Una passione pericolosa associata, però, a un carattere complicato. «È sempre stato un uomo riservato, non lo vedevamo quasi mai, era sempre fuori città per lavoro. Ma non ha mai avuto problemi con nessuno da queste parti», raccontano i vicini mentre la Scientifica prova a mettere insieme gli indizi sul luogo del delitto. Un uomo insospettabile che da un mese sarebbe piombato in un tunnel di rabbia e paura. Tutto è cominciato a settembre, quando alcuni ladri gli hanno portato via l'auto. La vettura era parcheggiata nei pressi della sua abitazione, il casolare della periferia costruito dai genitori di sua moglie 50 anni fa, dove ieri sono stati ammazzati Tullio e Giuseppe. Una vecchia utilitaria alla quale, evidentemente, era molto affezionato. Chi lo conosce racconta di una vera e propria ossessione che per giorni, settimane ha covato nell'animo dell'uomo. E sarebbe stata proprio quella la molla in grado di far scattare il raptus. Almeno è questa la principale pista investigativa alla quale lavorano gli inquirenti. La paura di essere derubato o peggio rapinato era diventata un tarlo che batteva nella sua testa.

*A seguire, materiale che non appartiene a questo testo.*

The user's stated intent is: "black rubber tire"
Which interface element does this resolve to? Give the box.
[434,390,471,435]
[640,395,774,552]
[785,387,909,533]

Mentre Vincenzo per ore raccontava la sua verità davanti ai magistrati della Procura di Napoli, davanti alla caserma Dante Iovino di Torre del Greco si disperavano la moglie Maria e la figlia, poco più che ventenne, studentessa universitaria come Giuseppe Fusella. Le due donne sono rimaste fino a tarda sera nella sala d'attesa della caserma, ad aspettare la decisione del pm sul decreto di fermo per duplice omicidio volontario scattato in serata. Mamma e figlia si tengono strette in un abbraccio per darsi forza. Hanno lo sguardo stanco di chi si porta dietro le immagini della notte più lunga di tutta una vita. Intanto in serata Francesco Pepe, legale di Vincenzo Palumbo, farà sapere che il suo assistito «è enormemente dispiaciuto del tragico epilogo, chiede scusa ai familiari ed è profondamente addolorato. Restiamo in attesa che le autorità giudiziarie facciano il loro decorso».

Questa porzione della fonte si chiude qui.